Roger Nave, a Washington County commissioner and Public Safety Committee chairman, said this week the committee will be introducing a resolution to the full County Commission. He said District Attorney General Tony Clark has been researching the bill and will return to meet with committee members Feb. 11.
“It will be on the Feb. 24 County Commission agenda,” Nave said Thursday. “I read about the bill, and personally I oppose it. It has dangerous effects. How could something that dangerous be regulated? And how can anyone guarantee it won’t be sold to our children on the street?”

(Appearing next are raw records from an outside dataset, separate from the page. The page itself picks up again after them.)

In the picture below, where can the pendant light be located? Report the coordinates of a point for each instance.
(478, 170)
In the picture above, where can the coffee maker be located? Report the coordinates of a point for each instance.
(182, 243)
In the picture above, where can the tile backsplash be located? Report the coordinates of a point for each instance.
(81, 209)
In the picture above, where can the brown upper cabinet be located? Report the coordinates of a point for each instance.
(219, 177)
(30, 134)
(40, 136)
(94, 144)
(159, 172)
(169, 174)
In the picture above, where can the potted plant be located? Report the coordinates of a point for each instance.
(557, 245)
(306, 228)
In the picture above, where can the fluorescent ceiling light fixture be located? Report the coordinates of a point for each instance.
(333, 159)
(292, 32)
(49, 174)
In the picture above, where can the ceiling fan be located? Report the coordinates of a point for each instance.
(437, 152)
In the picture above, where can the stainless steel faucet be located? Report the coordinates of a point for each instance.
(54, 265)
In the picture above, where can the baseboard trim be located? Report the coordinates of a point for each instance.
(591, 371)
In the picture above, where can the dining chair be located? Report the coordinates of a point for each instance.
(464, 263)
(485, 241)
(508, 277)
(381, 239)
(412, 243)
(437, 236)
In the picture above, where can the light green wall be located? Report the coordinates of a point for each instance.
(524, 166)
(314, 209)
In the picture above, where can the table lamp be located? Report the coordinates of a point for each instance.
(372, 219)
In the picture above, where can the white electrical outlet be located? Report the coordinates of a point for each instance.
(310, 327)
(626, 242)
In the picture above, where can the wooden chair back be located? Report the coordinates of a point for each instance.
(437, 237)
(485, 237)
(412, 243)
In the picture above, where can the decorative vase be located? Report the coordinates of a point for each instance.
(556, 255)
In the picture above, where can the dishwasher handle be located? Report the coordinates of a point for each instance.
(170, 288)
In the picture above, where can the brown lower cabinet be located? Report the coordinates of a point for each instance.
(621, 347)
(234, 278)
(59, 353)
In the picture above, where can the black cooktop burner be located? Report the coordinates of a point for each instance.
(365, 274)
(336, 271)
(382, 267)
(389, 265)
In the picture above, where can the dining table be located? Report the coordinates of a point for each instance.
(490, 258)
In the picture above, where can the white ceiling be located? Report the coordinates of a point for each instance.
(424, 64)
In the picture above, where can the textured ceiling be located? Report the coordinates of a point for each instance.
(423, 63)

Nave said if the resolution passes, it will be delivered to state Sen. Rusty Crowe, R-Johnson City.
In 2012, a similar bill was brought before the Senate Health Committee, which Crowe chairs. The legislation did get a motion, but there was no second and the matter died.
Crowe said discussion could pick up if the Tennessee Medical Association and Tennessee Pharmacists Association got behind the bill and presented medical evidence to legislators that warranted continued conversation.
“It absolutely is just a matter of time,” he said about a vote on medical marijuana. “I just don’t see the momentum there to push this through for a legislative debate.”
Meanwhile, Green said there is no reason for commissioners or legislators to oppose a reasonable, compassionate piece of legislation that would help everyone involved.
“The people I know around the area who have had a chance to use it told me they were really surprised by the results,” he said. “I’d be willing to go before the County Commission and provide them with tons of studies that show the benefits of medical marijuana.”